Problem: Find $(2^{a}+1,2^{b}+1),$ where $a$ and $b$ are prime numbers greater than $3$ and $(x,y)$ represents the $\gcd(x,y).$
My Attempt: Observe that $(2^a+1,2^b+1)=(2^{a-b}-1,2^b+1)$ if we assume that $a>b.$ Thus it is obvious that $(2^a+1,2^b+1)=2^{(a,b)}\pm1.$ Since $(a,b)=1$, we have $(2^a+1,2^b+1)=1,3.$ I can't figure out the condition under which $(2^a+1,2^b+1)=3.$ Please help.
I will give an alternative proof using digital roots:
A number with digital root $3$ or multiple of $3$ will always be divisible by $3$. Digital roots are those that: $d \equiv n \pmod 9$.
Now powers of $2$ starting from $2^{0}$ to $2^{5}$ follow the sequence: $\{1,2,4,8,7,5\}$. Thus from $2^{6}$ to $2^{11}$ will begin repeating the sequence, and so on.
What do we get from here? Every power of $2$ with an odd number of exponent will follow the sequence $\{2,8,5\}$. Why?

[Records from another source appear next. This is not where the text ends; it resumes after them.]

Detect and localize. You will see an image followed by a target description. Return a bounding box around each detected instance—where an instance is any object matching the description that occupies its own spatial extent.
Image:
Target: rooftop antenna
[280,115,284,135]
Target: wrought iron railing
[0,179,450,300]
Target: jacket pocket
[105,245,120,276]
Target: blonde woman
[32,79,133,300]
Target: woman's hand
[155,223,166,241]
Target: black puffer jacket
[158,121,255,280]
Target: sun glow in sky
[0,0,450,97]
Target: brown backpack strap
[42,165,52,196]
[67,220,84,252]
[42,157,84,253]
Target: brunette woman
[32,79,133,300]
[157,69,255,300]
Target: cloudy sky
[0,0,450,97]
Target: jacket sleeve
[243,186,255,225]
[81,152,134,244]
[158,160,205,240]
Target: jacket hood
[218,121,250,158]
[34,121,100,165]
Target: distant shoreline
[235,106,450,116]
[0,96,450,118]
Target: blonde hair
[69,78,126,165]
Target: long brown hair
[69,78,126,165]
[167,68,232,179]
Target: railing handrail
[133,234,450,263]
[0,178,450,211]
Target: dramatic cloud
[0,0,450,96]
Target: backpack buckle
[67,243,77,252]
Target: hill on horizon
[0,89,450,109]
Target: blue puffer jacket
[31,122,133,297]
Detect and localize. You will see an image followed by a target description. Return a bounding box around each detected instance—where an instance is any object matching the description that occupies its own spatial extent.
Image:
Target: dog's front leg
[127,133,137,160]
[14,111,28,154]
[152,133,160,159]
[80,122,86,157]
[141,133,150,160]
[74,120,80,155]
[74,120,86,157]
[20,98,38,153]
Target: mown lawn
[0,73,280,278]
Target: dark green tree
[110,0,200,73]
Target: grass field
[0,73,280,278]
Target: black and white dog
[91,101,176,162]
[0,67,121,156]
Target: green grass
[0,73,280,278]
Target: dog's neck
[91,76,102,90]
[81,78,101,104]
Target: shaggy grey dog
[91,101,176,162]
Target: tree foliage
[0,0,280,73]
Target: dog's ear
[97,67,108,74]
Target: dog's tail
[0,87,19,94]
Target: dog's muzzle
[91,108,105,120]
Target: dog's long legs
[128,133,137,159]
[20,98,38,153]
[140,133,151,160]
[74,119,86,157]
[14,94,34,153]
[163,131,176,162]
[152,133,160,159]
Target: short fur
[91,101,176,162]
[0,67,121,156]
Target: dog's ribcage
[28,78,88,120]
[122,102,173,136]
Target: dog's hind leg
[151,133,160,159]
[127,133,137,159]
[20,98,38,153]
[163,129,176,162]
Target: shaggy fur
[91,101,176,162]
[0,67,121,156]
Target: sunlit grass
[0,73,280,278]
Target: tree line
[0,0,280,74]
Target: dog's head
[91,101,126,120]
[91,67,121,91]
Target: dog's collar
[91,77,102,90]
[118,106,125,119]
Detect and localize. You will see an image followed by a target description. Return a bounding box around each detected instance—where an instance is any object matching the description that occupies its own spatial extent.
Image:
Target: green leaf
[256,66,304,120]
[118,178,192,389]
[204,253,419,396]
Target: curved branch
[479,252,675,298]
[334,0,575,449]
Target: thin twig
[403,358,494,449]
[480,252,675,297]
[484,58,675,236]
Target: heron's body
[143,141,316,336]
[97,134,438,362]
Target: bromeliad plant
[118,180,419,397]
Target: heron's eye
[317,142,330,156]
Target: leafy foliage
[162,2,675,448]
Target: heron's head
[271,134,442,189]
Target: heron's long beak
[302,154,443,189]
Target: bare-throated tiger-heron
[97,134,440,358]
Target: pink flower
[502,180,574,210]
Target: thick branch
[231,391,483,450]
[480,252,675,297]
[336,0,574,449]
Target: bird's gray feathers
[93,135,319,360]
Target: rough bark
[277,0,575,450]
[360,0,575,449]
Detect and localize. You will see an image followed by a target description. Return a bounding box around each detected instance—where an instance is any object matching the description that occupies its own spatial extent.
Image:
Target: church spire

Let's explain it:
Remark the sequence beginning from $2^0$ to $2^5 \Rightarrow \{1,2,4,8,7,5\}$ with 0(even) you get 1, with 1(odd) you get 2, with 2(even) you get 4, with 3(odd) you get 8, with 4(even) you get 7 and with 5(odd) you get 5. If you compose the sequence generated by odd exponents then you get $\{2,8,5\}$, as explained above.
Now since you have $2^{a}+1$ with $a$ odd prime, then just sum $1$ to every number of the sequence and u get $\{3,9,6\}$. Since a is odd prime that means that every exponentiation plus 1 will be divisible by 3.
So $2^{p}+1$ with $p$ odd, is always divisible by $3$. That covers prime odd exponents too.